Lab 05 - Picture Puzzles & Filters

Due by 11:59pm on 2024-01-25.

Starter Files

Download lab05.zip. Inside the archive, you will find starter files for the questions in this lab.

Download the zip file, unzip it, and move it to your cs111/labs folder. You should find within it:

  • test_files/copper.png
  • test_files/iron.png
  • test_files/west.png
  • test_files/cougar.png
  • lab05.py
  • test_lab05.py

Topics

Installing the BYU Image Library

To start coding with images, install BYU's image library by either typing one of the following commands into the terminal. If one does not work try the other option.

pip install byuimage
python3 -m pip install byuimage

To uninstall a library at any time, type into the terminal pip uninstall <library_name> or python3 -m pip uninstall <library_name>

Note: In some cases, instead of pip you may need to try pip3 or use python or py to run your code; use your respective version when installing libraries (e.g. py -m pip install <library_name> instead of the one given above). Then, when running your code, make sure to use the same version that you installed the library with.

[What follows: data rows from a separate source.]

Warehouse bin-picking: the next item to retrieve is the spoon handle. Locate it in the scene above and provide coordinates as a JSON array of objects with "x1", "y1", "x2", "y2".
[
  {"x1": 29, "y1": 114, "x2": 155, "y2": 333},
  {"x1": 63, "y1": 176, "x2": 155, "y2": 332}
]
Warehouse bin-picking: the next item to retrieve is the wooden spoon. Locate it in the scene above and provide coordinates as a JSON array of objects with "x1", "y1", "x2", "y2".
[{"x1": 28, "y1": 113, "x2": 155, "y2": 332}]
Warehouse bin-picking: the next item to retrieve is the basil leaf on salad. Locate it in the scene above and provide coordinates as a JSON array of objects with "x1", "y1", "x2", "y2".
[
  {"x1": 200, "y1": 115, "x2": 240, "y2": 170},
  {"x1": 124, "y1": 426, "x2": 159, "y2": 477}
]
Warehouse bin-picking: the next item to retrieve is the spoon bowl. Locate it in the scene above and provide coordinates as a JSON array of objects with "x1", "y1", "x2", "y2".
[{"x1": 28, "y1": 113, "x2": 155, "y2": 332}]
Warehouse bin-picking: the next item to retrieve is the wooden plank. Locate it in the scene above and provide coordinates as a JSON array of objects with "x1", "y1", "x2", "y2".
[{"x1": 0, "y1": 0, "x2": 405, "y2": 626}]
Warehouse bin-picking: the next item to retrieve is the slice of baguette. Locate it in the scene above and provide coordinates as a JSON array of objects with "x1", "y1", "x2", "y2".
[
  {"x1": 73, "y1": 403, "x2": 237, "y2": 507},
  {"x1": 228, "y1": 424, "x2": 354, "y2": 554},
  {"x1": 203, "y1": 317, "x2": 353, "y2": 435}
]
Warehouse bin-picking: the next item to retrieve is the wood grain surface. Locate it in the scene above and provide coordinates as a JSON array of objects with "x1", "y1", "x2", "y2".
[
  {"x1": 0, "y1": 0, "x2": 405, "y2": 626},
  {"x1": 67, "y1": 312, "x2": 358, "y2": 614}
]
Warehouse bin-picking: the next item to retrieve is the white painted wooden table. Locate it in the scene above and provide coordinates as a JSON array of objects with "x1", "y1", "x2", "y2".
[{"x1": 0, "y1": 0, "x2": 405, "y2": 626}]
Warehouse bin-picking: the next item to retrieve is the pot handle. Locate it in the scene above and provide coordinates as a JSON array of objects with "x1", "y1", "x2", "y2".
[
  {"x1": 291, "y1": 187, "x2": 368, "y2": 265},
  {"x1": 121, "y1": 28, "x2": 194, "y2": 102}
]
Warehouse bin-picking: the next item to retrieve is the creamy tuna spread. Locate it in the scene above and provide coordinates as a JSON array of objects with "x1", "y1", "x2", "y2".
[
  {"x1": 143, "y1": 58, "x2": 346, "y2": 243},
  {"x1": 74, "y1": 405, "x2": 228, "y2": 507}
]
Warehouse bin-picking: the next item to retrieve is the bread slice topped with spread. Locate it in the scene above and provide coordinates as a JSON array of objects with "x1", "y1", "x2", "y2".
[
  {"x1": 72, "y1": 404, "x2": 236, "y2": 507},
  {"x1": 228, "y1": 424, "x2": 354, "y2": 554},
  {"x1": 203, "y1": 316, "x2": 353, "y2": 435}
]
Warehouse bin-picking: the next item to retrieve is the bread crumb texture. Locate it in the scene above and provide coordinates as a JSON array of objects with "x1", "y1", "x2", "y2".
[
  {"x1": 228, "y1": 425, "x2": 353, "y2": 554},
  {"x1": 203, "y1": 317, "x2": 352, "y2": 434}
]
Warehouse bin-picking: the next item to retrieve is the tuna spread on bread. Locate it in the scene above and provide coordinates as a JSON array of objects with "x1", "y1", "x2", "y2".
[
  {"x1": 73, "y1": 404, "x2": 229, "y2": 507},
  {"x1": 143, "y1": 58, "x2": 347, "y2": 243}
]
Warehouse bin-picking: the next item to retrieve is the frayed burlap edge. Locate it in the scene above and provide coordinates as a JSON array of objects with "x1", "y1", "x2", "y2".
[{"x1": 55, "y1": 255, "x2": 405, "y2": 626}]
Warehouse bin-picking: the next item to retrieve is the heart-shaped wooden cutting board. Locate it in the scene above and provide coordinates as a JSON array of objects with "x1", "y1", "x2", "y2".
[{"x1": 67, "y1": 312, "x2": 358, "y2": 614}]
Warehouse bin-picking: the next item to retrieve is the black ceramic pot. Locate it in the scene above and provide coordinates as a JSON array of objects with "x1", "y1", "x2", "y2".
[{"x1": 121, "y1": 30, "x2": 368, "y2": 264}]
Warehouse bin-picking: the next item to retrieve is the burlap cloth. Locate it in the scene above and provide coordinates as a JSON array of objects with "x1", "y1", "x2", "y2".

To check if you installed the library correctly, open up the python interpreter by typing python3, python, or py (whichever works for you), and type from byuimage import Image into the interpreter. If nothing errors, you installed the BYU image library correctly. If it errors, try the another installation option. If you installed the BYU image library, properly it should look something like this:

PS C:\Users\isaih\cs\cs111\course-master\Labs\Lab05> python3
Python 3.10.11 (tags/v3.10.11:7d4cc5a, Apr  5 2023, 00:38:17) [MSC v.1929 64 bit (AMD64)] on win32
Type "help", "copyright", "credits" or "license" for more information.
>>> from byuimage import Image
>>> quit()
PS C:\Users\isaih\cs\cs111\course-master\Labs\Lab05> 

In some cases, if you installed Python multiple times, there will be a problem between the Python version that your IDE (Pycharm, VS Code, etc.) and the Python version that the terminal uses, i.e., they will use different versions. Optionally, if you want to check if your IDE is working properly,, run lab05.py WITH from byuimage Import image at the top of the file using your IDE's run button. If you get an error, you can refer to Pycharm's or VS Code's guide for configuring a Python Interpreter: Pycharm, VS Code (do not worry about the virtual environment section).

Image Review

Digital images consist of pixels. A pixel is a small square, showing a single color where each color can be controlled using a combination of red, green and blue (RGB). Each color ranges from a value of 0 (minimum) to 255 (maximum) and mix to form the color of the pixel.

Coding with Image

To code with images, you need to import or load the BYU image library for your program at the start/top of the file. (Recall that a library is just some pre-written code). From that library you need to import specifically Image like so:

from byuimage import Image

Image takes in a string as an argument. This string should contain an image's filename or the path to the image's filename. Image effectively grabs that image filename that we provided and turns it into an image we can work with in our code.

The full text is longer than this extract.